I would never accept cash for helping someone out. (unless of course my job was a tow truck driver or something like that) I would let them buy me lunch or a coffee though. :)

-Shayne
 
I once stuck a car on the access road to the beaver pond trailhead for Pharaoh Lake. After an hour of digging in the mud we slept along the road. The following morning two fellows in a suburu came up the road and pulled us out. My buddy asked if we should have given them some cash as a thanks. I thought not, it was a karma debt sort of thing.

Later that trip a hiker who had been a jerk to us the day before had gotten lost. His buddies "didn't have the gear to go looking for him" and asked us to in the rain, at night. After being lost for 5 hours we found him in 25 minutes and made every effort to be nice to the jerk. Symmetry.

You should be prepared to be as self sufficient as possible when traveling to, from and past trailheads. You should offer help to those that need it. And remember when asking someone to help you're asking. There is the option to say no implicit in a that question. Whatever the persons reasons for declining, it's their reason.
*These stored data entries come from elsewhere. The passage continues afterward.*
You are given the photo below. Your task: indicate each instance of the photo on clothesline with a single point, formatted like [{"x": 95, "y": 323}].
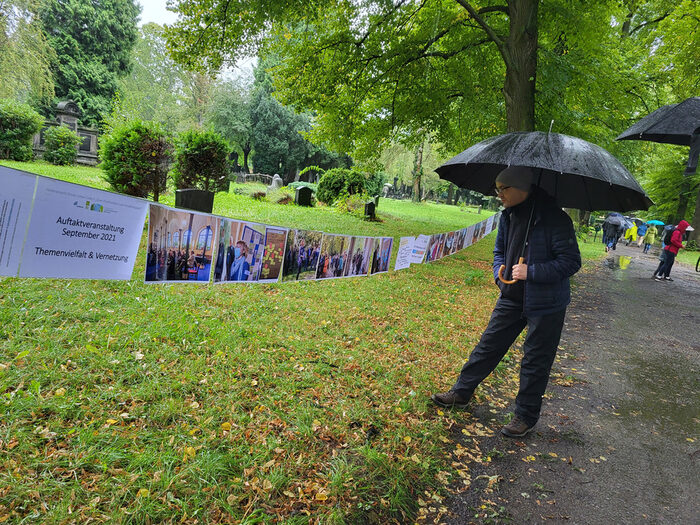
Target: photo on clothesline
[
  {"x": 243, "y": 245},
  {"x": 381, "y": 253},
  {"x": 180, "y": 245},
  {"x": 335, "y": 256},
  {"x": 359, "y": 256},
  {"x": 301, "y": 255}
]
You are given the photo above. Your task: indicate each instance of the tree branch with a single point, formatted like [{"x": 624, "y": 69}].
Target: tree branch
[
  {"x": 650, "y": 22},
  {"x": 489, "y": 30}
]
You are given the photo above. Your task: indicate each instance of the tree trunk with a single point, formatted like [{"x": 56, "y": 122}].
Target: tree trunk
[
  {"x": 520, "y": 56},
  {"x": 450, "y": 193},
  {"x": 417, "y": 173}
]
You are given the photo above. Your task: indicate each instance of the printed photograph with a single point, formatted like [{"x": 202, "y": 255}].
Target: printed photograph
[
  {"x": 273, "y": 257},
  {"x": 360, "y": 256},
  {"x": 301, "y": 255},
  {"x": 243, "y": 245},
  {"x": 180, "y": 245},
  {"x": 449, "y": 243},
  {"x": 335, "y": 256},
  {"x": 478, "y": 232},
  {"x": 381, "y": 253}
]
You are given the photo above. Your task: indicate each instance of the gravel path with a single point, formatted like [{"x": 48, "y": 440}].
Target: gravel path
[{"x": 619, "y": 437}]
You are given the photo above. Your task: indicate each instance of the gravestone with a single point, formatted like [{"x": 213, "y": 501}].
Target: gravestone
[
  {"x": 276, "y": 183},
  {"x": 193, "y": 199},
  {"x": 302, "y": 197}
]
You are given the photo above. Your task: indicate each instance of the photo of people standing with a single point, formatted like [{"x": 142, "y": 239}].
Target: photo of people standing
[
  {"x": 242, "y": 244},
  {"x": 360, "y": 256},
  {"x": 180, "y": 245},
  {"x": 334, "y": 256},
  {"x": 301, "y": 255},
  {"x": 381, "y": 253}
]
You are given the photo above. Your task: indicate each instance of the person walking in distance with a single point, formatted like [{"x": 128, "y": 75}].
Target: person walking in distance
[
  {"x": 536, "y": 299},
  {"x": 671, "y": 250}
]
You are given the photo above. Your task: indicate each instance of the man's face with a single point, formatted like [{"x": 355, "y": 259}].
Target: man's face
[{"x": 510, "y": 195}]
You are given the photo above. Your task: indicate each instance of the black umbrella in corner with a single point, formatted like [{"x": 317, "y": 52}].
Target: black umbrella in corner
[
  {"x": 575, "y": 172},
  {"x": 671, "y": 124}
]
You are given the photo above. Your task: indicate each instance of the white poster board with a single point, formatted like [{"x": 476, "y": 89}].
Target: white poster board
[
  {"x": 420, "y": 245},
  {"x": 16, "y": 194},
  {"x": 82, "y": 233},
  {"x": 403, "y": 257}
]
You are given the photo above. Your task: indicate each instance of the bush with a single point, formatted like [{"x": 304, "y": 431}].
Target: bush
[
  {"x": 201, "y": 161},
  {"x": 337, "y": 180},
  {"x": 61, "y": 145},
  {"x": 18, "y": 124},
  {"x": 136, "y": 157},
  {"x": 375, "y": 183}
]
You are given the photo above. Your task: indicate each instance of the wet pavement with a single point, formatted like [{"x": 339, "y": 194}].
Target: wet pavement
[{"x": 619, "y": 437}]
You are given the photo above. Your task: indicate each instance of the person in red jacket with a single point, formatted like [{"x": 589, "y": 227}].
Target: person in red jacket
[{"x": 671, "y": 250}]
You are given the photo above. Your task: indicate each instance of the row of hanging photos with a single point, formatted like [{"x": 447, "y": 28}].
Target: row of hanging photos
[{"x": 186, "y": 246}]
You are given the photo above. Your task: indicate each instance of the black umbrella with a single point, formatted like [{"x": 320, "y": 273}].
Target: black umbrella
[
  {"x": 672, "y": 124},
  {"x": 576, "y": 173}
]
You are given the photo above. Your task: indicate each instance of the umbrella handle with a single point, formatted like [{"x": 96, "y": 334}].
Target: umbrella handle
[{"x": 503, "y": 267}]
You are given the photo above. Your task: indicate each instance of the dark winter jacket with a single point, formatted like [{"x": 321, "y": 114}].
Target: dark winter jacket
[
  {"x": 552, "y": 256},
  {"x": 677, "y": 238}
]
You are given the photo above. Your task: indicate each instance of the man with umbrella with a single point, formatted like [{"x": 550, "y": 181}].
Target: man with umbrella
[
  {"x": 536, "y": 296},
  {"x": 535, "y": 173}
]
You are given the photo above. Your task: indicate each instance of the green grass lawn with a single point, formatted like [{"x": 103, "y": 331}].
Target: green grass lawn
[{"x": 293, "y": 403}]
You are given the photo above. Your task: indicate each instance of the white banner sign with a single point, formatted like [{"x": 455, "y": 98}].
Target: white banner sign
[
  {"x": 403, "y": 257},
  {"x": 16, "y": 193},
  {"x": 81, "y": 232},
  {"x": 420, "y": 244}
]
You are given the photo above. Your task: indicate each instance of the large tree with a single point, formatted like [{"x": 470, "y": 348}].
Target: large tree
[
  {"x": 229, "y": 113},
  {"x": 26, "y": 55},
  {"x": 93, "y": 42}
]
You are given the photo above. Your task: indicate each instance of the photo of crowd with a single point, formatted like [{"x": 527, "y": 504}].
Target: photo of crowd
[
  {"x": 275, "y": 243},
  {"x": 186, "y": 246},
  {"x": 240, "y": 251},
  {"x": 381, "y": 253},
  {"x": 360, "y": 256},
  {"x": 334, "y": 256},
  {"x": 301, "y": 255},
  {"x": 180, "y": 245}
]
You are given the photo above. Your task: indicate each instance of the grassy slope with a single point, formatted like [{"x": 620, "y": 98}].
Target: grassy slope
[{"x": 301, "y": 403}]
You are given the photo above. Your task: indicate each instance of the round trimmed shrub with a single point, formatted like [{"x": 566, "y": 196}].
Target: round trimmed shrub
[
  {"x": 338, "y": 180},
  {"x": 61, "y": 145},
  {"x": 201, "y": 161},
  {"x": 18, "y": 124},
  {"x": 136, "y": 157}
]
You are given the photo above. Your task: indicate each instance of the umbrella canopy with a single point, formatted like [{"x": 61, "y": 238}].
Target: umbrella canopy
[
  {"x": 576, "y": 173},
  {"x": 616, "y": 220},
  {"x": 672, "y": 124}
]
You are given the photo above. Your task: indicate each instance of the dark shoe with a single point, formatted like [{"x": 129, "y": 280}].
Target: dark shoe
[
  {"x": 450, "y": 399},
  {"x": 516, "y": 428}
]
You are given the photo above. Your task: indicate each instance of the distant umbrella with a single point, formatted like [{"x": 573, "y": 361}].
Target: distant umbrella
[
  {"x": 576, "y": 173},
  {"x": 672, "y": 124}
]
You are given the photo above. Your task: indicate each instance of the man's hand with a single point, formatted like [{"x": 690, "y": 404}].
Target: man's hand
[{"x": 519, "y": 272}]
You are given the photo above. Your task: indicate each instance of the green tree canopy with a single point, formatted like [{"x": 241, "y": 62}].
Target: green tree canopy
[
  {"x": 26, "y": 55},
  {"x": 93, "y": 43}
]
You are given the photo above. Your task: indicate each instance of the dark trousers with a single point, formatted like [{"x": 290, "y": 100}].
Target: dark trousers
[
  {"x": 665, "y": 270},
  {"x": 539, "y": 349}
]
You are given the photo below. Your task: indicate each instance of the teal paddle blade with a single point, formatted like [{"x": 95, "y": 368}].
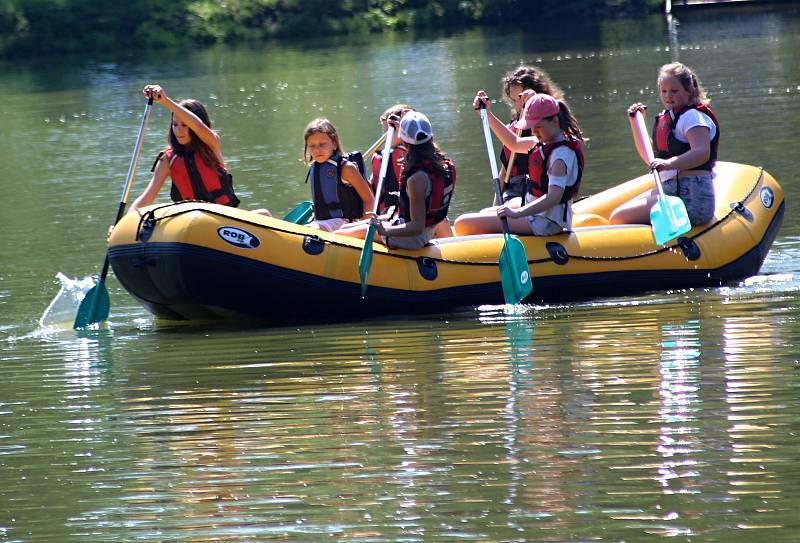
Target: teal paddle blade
[
  {"x": 94, "y": 306},
  {"x": 515, "y": 276},
  {"x": 365, "y": 260},
  {"x": 301, "y": 214},
  {"x": 669, "y": 219}
]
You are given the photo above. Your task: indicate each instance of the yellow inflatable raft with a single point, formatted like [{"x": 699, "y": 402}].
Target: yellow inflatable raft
[{"x": 195, "y": 260}]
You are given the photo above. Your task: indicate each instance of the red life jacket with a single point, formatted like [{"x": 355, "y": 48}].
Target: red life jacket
[
  {"x": 666, "y": 145},
  {"x": 193, "y": 179},
  {"x": 390, "y": 192},
  {"x": 520, "y": 164},
  {"x": 539, "y": 162},
  {"x": 332, "y": 197},
  {"x": 438, "y": 202}
]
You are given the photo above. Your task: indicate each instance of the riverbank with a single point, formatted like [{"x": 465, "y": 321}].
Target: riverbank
[{"x": 38, "y": 28}]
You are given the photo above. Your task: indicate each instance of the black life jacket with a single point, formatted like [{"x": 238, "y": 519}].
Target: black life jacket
[
  {"x": 438, "y": 201},
  {"x": 666, "y": 145},
  {"x": 390, "y": 192},
  {"x": 332, "y": 198},
  {"x": 537, "y": 169},
  {"x": 193, "y": 179}
]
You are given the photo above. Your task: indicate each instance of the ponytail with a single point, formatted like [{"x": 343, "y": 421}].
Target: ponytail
[{"x": 567, "y": 122}]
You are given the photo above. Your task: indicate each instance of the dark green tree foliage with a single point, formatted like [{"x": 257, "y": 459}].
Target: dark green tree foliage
[{"x": 63, "y": 26}]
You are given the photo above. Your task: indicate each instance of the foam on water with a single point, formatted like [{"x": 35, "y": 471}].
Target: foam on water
[{"x": 62, "y": 310}]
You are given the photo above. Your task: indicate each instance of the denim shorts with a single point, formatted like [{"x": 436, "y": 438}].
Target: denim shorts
[
  {"x": 697, "y": 193},
  {"x": 542, "y": 226}
]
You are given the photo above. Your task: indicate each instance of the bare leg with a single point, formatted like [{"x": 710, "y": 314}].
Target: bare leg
[
  {"x": 443, "y": 230},
  {"x": 489, "y": 223}
]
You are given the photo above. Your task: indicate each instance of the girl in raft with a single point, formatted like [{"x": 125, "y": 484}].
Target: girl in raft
[
  {"x": 338, "y": 189},
  {"x": 427, "y": 184},
  {"x": 555, "y": 169},
  {"x": 685, "y": 142},
  {"x": 514, "y": 85},
  {"x": 390, "y": 192},
  {"x": 193, "y": 159}
]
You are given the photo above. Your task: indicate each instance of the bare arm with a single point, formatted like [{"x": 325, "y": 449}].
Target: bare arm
[
  {"x": 516, "y": 143},
  {"x": 699, "y": 152},
  {"x": 416, "y": 186},
  {"x": 156, "y": 182},
  {"x": 544, "y": 202},
  {"x": 206, "y": 135},
  {"x": 353, "y": 177}
]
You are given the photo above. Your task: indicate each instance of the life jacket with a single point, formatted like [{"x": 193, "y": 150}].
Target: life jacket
[
  {"x": 332, "y": 198},
  {"x": 438, "y": 201},
  {"x": 193, "y": 179},
  {"x": 537, "y": 169},
  {"x": 520, "y": 165},
  {"x": 666, "y": 145},
  {"x": 390, "y": 192}
]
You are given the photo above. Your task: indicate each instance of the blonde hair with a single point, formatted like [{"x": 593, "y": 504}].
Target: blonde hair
[
  {"x": 688, "y": 80},
  {"x": 320, "y": 125}
]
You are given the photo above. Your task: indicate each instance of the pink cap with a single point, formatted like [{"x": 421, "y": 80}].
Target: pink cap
[{"x": 538, "y": 107}]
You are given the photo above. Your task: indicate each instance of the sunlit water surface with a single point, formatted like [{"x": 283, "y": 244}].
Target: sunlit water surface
[{"x": 665, "y": 415}]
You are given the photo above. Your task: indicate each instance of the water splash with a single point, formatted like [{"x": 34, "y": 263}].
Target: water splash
[{"x": 62, "y": 310}]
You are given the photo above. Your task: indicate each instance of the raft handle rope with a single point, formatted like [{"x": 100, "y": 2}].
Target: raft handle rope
[{"x": 149, "y": 218}]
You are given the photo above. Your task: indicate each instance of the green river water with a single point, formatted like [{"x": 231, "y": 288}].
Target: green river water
[{"x": 669, "y": 415}]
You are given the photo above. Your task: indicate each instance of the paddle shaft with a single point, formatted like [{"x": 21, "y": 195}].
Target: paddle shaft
[
  {"x": 126, "y": 189},
  {"x": 374, "y": 147},
  {"x": 387, "y": 150},
  {"x": 487, "y": 134},
  {"x": 647, "y": 146},
  {"x": 507, "y": 176},
  {"x": 365, "y": 260}
]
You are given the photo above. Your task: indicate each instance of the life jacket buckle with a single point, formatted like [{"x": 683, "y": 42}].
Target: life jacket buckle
[{"x": 740, "y": 208}]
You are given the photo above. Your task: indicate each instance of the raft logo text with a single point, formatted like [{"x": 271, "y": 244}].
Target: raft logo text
[{"x": 238, "y": 237}]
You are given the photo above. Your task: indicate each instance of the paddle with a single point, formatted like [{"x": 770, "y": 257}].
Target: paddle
[
  {"x": 365, "y": 260},
  {"x": 668, "y": 215},
  {"x": 304, "y": 211},
  {"x": 514, "y": 274},
  {"x": 95, "y": 305},
  {"x": 301, "y": 214},
  {"x": 507, "y": 176}
]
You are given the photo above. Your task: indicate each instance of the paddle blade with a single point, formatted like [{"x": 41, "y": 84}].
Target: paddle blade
[
  {"x": 94, "y": 306},
  {"x": 669, "y": 219},
  {"x": 301, "y": 214},
  {"x": 515, "y": 276},
  {"x": 365, "y": 260}
]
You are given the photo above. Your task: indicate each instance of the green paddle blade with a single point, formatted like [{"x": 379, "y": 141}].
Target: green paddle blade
[
  {"x": 301, "y": 214},
  {"x": 94, "y": 306},
  {"x": 365, "y": 260},
  {"x": 669, "y": 219},
  {"x": 515, "y": 276}
]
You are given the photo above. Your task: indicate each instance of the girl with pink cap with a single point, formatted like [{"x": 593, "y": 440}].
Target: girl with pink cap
[{"x": 555, "y": 168}]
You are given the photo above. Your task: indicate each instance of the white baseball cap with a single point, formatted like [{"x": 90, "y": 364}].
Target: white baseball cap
[{"x": 415, "y": 128}]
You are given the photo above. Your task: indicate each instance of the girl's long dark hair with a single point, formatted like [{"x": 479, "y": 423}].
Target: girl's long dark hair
[
  {"x": 533, "y": 78},
  {"x": 567, "y": 122},
  {"x": 425, "y": 151},
  {"x": 196, "y": 144}
]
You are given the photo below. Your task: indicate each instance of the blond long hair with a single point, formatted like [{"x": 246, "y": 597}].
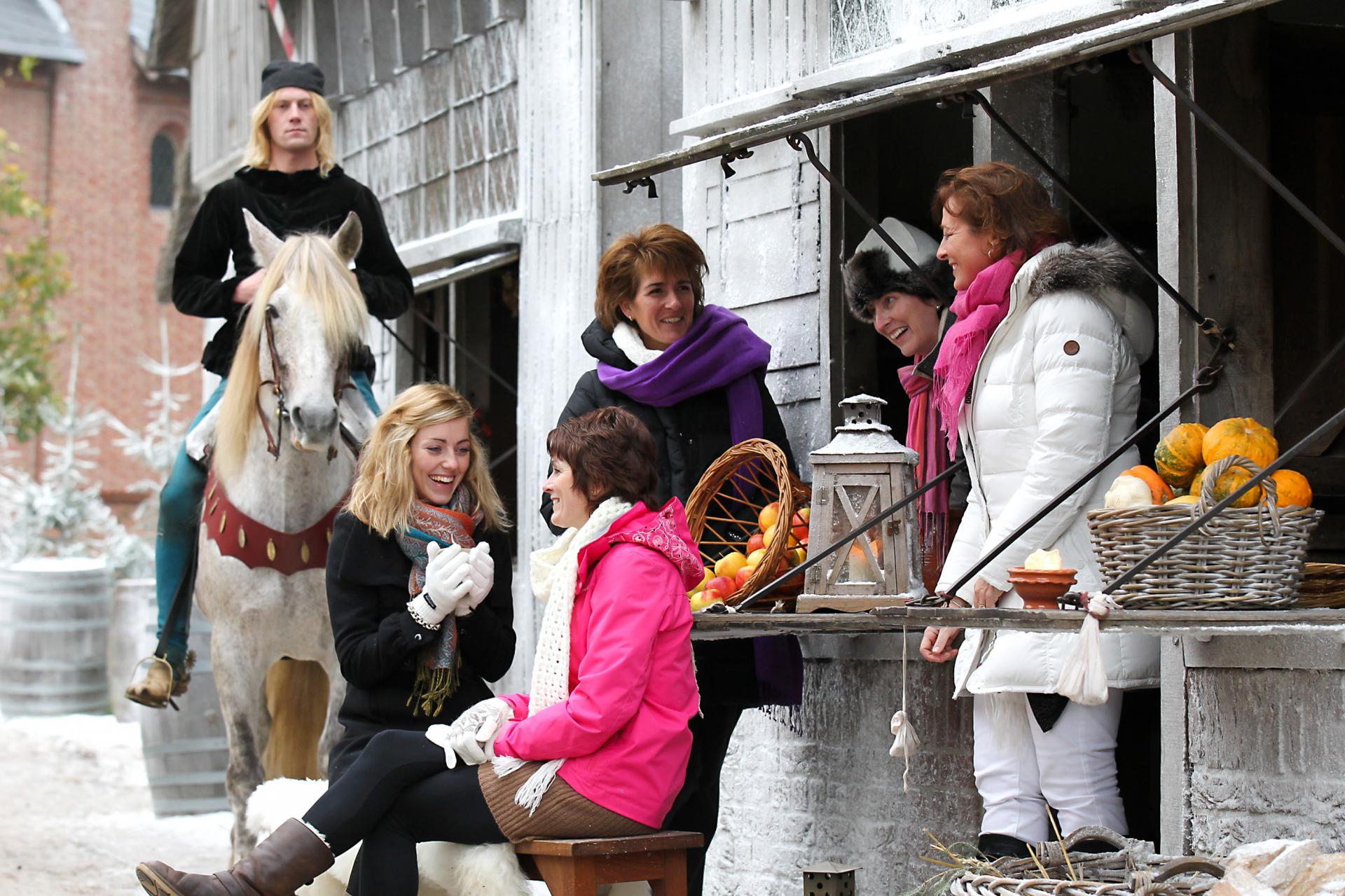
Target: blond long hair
[
  {"x": 258, "y": 137},
  {"x": 384, "y": 494},
  {"x": 312, "y": 270}
]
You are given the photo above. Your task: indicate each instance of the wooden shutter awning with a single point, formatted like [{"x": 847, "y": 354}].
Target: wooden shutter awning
[{"x": 1080, "y": 46}]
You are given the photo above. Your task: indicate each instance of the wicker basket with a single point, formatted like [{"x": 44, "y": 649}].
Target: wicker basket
[
  {"x": 1243, "y": 558},
  {"x": 1134, "y": 869},
  {"x": 724, "y": 506},
  {"x": 1323, "y": 587}
]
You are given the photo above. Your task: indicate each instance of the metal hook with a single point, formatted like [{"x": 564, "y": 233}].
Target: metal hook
[
  {"x": 732, "y": 156},
  {"x": 642, "y": 182}
]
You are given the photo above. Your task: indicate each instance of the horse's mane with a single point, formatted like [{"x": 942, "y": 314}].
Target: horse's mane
[{"x": 314, "y": 272}]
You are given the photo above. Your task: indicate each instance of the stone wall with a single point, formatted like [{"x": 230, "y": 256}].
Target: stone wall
[
  {"x": 1266, "y": 757},
  {"x": 827, "y": 789}
]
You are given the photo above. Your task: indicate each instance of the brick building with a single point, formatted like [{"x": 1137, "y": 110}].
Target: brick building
[{"x": 99, "y": 137}]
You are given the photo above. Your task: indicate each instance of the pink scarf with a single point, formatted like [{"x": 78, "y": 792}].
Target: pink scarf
[{"x": 979, "y": 310}]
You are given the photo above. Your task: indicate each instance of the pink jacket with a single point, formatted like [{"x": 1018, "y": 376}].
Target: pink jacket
[{"x": 623, "y": 729}]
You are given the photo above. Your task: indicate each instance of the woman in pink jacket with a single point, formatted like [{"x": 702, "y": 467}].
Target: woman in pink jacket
[{"x": 596, "y": 748}]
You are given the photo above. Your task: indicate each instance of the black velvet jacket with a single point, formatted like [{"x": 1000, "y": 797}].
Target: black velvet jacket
[
  {"x": 377, "y": 641},
  {"x": 287, "y": 203}
]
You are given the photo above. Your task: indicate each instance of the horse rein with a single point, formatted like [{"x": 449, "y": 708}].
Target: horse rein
[{"x": 277, "y": 389}]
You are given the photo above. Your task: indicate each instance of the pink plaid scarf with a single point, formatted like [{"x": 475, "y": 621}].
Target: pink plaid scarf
[{"x": 979, "y": 310}]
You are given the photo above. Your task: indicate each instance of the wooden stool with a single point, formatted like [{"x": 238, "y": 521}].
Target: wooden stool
[{"x": 577, "y": 867}]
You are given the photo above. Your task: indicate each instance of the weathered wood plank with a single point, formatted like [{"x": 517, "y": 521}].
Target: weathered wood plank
[
  {"x": 893, "y": 619},
  {"x": 1030, "y": 61}
]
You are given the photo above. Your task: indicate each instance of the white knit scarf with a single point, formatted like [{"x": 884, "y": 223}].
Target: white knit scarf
[
  {"x": 627, "y": 338},
  {"x": 555, "y": 574}
]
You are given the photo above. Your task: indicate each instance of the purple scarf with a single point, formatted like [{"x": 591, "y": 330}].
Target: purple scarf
[{"x": 720, "y": 352}]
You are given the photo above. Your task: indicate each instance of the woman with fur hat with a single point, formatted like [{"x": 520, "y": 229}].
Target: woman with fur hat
[
  {"x": 1036, "y": 384},
  {"x": 911, "y": 310}
]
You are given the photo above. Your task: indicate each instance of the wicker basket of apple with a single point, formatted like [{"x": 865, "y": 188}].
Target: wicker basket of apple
[{"x": 750, "y": 514}]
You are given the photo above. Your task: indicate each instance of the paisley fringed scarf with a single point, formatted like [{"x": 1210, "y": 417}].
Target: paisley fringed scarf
[{"x": 436, "y": 668}]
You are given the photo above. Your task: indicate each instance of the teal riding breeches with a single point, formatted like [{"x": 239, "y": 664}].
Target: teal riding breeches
[{"x": 179, "y": 521}]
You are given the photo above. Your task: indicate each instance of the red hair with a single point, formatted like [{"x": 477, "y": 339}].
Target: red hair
[
  {"x": 1007, "y": 202},
  {"x": 633, "y": 256}
]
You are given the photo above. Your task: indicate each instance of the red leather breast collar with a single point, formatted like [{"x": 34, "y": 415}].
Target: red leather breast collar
[{"x": 261, "y": 546}]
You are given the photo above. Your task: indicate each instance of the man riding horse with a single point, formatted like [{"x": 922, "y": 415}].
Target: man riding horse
[{"x": 292, "y": 185}]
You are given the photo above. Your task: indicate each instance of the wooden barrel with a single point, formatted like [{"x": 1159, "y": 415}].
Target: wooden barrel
[
  {"x": 54, "y": 637},
  {"x": 187, "y": 751}
]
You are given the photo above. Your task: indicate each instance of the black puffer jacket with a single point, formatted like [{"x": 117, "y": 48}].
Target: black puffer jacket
[
  {"x": 287, "y": 203},
  {"x": 690, "y": 436},
  {"x": 377, "y": 641}
]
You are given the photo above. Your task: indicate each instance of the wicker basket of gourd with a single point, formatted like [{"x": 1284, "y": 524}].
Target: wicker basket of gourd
[
  {"x": 748, "y": 494},
  {"x": 1248, "y": 558}
]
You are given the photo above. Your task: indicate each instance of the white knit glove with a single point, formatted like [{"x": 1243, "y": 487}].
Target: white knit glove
[
  {"x": 447, "y": 581},
  {"x": 472, "y": 735},
  {"x": 482, "y": 574}
]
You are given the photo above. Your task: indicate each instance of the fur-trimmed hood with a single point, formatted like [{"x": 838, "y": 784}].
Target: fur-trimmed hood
[
  {"x": 869, "y": 276},
  {"x": 1103, "y": 270}
]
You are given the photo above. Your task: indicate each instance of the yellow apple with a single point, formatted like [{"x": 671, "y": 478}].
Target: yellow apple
[
  {"x": 768, "y": 516},
  {"x": 729, "y": 564}
]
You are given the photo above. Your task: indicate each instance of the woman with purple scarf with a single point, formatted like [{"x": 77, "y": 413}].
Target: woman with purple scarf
[{"x": 696, "y": 375}]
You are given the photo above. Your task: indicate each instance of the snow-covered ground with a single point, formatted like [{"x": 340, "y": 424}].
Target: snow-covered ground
[{"x": 76, "y": 814}]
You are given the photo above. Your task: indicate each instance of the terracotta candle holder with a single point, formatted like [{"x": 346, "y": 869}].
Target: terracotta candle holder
[{"x": 1042, "y": 588}]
As for all the liability crap; I hope I don't let that prevent me from helping someone out. It's too much like letting the "other side" win. I don't have an expectation of any business, non profit or not to act in any way against it's best interest. I do like to think that people will, especially the hiker community that should have some sense that out in the woods and elements (and on the way to and from) we're all in it together.
 
Heartwarming story, Warren, on what is otherwise a gray crappy day. I agree with you and also with Grumpy but I'll say this, if I were sitting around a lodge with a chainsaw out in the shed I'd go help clear that road. Deeds like that eventually come back, maybe in the form of some new Adk loyalists or maybe some tit for tat from the highway department. Even if they don't, the satisfaction of helping is its own reward.